Galaxy Zoo Starburst Talk

Control Sample

  • trouille by trouille scientist, moderator, admin

    We created the control sample by identifying a non-post-quenched galaxy with a similar mass and redshift as each post-quenched galaxy. Mass-matched here means a galaxy with a total stellar mass within a factor of a few of the post-quenched galaxy. Redshift-matched here means a galaxy within a redshift of 0.02.

    There are 112 post-quenched galaxies for which we weren't able to determine reliable masses. For these galaxies, the control galaxies are just matched in redshift.

    Posted

  • JeanTate by JeanTate in response to trouille's comment.

    If that is so, how did it happen that 29 'control' - by definition, 'non-post-quenched galaxies' - were matched with 29 'post-quenched galaxies' (details here)?
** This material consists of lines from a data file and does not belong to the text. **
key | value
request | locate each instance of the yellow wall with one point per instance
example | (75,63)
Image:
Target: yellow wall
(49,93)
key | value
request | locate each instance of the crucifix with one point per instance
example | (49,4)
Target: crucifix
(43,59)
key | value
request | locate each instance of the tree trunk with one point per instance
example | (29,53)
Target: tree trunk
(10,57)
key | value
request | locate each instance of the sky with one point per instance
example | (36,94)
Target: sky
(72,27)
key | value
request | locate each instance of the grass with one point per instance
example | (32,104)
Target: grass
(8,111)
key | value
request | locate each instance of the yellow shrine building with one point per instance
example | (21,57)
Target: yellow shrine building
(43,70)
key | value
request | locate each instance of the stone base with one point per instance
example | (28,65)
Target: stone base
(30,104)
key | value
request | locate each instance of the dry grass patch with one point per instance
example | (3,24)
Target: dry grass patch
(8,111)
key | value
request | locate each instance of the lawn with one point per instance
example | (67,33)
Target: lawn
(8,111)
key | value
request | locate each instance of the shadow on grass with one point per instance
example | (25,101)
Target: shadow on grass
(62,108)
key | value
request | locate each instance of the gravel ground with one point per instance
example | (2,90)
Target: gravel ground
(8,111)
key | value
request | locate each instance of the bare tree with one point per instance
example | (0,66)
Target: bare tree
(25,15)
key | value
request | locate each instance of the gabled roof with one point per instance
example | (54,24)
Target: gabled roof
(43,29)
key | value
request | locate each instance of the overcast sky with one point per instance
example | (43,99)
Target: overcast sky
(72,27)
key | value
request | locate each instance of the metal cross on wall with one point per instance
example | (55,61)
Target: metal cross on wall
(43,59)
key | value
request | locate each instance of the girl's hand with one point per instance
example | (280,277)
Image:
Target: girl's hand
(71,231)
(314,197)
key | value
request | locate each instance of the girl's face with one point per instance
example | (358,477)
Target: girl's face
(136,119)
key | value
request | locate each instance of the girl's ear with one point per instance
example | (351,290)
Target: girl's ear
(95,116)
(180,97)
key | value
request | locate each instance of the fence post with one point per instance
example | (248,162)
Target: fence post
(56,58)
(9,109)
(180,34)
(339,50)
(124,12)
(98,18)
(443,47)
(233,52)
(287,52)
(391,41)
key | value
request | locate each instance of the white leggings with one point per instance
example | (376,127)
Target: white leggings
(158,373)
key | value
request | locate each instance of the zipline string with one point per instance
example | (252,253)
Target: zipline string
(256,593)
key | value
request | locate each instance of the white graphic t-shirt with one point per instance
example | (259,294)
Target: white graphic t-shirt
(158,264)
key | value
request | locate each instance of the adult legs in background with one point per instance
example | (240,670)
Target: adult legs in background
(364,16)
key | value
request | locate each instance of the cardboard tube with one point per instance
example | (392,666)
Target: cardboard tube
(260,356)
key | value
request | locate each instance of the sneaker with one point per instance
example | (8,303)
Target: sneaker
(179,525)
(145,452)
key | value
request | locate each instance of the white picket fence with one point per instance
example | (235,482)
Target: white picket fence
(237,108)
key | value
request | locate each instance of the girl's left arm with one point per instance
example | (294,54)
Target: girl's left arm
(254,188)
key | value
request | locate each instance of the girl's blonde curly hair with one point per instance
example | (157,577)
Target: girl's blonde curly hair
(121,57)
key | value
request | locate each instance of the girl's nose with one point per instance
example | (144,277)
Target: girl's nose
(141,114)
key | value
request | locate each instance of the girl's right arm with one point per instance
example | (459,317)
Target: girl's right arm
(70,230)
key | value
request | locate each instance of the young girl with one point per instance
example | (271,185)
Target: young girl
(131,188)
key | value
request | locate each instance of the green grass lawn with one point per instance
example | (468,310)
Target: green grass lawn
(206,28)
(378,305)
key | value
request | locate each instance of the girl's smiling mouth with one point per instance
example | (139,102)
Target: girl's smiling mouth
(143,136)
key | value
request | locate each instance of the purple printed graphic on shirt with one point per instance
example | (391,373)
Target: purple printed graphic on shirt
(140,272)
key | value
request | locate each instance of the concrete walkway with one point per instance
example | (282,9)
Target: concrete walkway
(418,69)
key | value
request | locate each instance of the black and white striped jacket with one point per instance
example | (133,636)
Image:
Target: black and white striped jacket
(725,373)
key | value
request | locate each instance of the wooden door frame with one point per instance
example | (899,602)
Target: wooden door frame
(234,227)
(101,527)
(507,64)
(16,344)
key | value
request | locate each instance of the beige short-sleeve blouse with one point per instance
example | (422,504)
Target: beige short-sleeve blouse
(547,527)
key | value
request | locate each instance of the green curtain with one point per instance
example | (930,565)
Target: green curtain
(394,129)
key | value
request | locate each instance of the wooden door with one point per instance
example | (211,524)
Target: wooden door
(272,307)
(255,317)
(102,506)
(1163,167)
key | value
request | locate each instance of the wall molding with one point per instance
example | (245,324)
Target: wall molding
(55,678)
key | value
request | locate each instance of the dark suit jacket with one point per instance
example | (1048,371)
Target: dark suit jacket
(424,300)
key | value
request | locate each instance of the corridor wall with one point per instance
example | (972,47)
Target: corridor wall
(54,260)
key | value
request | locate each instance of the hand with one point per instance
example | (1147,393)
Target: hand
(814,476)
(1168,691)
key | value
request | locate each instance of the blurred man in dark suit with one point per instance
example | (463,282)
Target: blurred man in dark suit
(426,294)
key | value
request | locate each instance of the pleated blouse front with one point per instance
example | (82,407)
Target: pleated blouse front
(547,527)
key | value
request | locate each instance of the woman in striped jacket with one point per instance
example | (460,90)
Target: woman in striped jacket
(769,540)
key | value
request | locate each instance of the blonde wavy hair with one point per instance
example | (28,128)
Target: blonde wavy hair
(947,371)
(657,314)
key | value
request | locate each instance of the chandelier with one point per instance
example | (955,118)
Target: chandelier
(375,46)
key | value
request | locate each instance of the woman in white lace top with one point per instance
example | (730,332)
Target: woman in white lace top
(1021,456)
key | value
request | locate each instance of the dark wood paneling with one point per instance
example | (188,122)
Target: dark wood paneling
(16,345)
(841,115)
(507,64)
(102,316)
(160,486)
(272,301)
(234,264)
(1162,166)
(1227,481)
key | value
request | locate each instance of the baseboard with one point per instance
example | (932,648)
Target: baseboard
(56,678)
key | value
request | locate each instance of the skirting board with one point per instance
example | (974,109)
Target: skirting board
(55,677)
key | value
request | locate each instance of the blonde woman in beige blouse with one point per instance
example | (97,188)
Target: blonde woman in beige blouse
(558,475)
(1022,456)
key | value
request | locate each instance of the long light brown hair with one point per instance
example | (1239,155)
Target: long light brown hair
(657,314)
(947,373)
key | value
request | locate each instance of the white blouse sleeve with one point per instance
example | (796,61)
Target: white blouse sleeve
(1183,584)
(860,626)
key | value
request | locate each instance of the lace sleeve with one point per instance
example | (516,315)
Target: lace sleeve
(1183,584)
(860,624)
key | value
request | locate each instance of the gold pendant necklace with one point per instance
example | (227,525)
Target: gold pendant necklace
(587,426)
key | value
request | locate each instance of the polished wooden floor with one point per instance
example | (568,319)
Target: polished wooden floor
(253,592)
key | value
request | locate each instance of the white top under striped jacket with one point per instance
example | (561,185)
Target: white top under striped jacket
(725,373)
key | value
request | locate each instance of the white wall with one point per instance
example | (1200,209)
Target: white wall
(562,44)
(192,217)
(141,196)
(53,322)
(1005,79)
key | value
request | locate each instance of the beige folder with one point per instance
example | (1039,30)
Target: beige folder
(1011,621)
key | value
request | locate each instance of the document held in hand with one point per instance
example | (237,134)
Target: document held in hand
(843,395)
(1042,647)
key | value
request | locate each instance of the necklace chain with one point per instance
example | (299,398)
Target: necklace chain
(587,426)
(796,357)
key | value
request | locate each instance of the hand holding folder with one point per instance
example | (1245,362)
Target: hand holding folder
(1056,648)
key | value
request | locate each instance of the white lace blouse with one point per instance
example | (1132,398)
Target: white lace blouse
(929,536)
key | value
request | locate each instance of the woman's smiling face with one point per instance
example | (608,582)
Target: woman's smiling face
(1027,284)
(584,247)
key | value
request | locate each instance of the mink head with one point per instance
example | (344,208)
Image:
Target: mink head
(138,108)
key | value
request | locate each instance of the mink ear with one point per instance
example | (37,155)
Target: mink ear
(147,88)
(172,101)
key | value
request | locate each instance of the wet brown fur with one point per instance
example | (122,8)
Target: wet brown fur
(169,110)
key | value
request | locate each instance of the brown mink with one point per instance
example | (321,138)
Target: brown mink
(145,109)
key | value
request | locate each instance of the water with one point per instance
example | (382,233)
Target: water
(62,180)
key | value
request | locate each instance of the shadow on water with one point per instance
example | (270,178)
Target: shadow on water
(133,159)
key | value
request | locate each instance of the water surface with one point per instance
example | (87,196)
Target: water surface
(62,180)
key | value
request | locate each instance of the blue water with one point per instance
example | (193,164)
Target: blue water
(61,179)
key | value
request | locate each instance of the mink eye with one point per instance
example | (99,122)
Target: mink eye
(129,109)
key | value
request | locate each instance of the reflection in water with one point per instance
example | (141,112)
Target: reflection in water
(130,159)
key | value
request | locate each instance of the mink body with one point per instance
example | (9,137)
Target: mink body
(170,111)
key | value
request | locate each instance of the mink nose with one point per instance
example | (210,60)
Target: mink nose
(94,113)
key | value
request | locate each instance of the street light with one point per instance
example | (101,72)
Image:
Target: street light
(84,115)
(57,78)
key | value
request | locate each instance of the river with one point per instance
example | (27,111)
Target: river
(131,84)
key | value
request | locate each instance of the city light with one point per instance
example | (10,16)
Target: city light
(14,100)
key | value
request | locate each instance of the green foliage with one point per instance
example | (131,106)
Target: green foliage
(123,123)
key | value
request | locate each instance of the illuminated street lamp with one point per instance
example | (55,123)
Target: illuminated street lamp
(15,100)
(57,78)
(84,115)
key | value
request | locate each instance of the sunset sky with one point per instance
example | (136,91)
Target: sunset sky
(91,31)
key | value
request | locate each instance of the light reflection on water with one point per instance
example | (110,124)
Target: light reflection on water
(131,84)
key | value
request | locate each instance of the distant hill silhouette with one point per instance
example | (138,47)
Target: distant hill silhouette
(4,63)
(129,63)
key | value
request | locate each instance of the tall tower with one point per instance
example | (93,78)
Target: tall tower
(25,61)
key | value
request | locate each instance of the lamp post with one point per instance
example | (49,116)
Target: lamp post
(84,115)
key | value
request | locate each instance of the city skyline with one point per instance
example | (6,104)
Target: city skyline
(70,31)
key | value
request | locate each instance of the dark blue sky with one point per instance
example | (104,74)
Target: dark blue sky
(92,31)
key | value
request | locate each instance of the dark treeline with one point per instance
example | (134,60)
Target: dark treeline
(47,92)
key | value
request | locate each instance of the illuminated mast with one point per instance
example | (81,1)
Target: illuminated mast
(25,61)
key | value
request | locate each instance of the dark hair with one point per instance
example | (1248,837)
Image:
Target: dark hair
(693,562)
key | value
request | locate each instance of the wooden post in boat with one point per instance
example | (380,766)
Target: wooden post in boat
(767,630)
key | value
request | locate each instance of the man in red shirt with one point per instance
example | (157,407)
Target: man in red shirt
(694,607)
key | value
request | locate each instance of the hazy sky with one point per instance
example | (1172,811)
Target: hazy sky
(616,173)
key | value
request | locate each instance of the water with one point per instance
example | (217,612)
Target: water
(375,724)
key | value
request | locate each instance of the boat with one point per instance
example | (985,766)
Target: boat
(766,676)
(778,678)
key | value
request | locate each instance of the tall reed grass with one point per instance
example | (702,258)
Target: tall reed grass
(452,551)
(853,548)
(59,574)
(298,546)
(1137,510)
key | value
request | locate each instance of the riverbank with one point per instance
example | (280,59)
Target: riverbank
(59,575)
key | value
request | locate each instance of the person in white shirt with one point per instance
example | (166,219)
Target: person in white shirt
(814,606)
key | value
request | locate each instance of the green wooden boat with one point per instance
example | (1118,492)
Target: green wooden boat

    Also, how were the five 'control' galaxies without estimates of mass 'matched' with corresponding QS catalog ones?

    That there were shortcomings in the selection process(es) seems obvious; what's not so obvious - from the outside - is:

    • a) what led to those shortcomings? and
    • b) what confidence can we (those of us with no insight into the selection
      processes) have that the shortcomings have been appropriately
      addressed?

    Posted

  • trouille by trouille scientist, moderator, admin

    Yes, the devil is in the details.

    #1) In the original code to create the control sample, I didn't think to make sure no post-quenched galaxies were chosen or that there were repeated control galaxies. In retrospect, I should have. But I figured -- I'm choosing randomly among many possible galaxies with similar mass and redshift. The likelihood that I'll pick one that already exists in either relatively small sample (just 3000 galaxies) must be next to nothing. That's because I'm thinking in the context of 1 million galaxies. To pick two of the same balls in a lottery with 1 million different numbers seemed very unlikely. But instead I should have been thinking about how small my mass and redshift bins were (factor of a few in mass and redshift difference of less than 0.02). Turns out that there's a few % chance of picking the same object -- hence the repeats in the samples.

    Posted

  • trouille by trouille scientist, moderator, admin

    #2) In the DR7 database, most galaxies have mass estimates. See http://www.mpa-garching.mpg.de/SDSS/DR7/ for the files with these values.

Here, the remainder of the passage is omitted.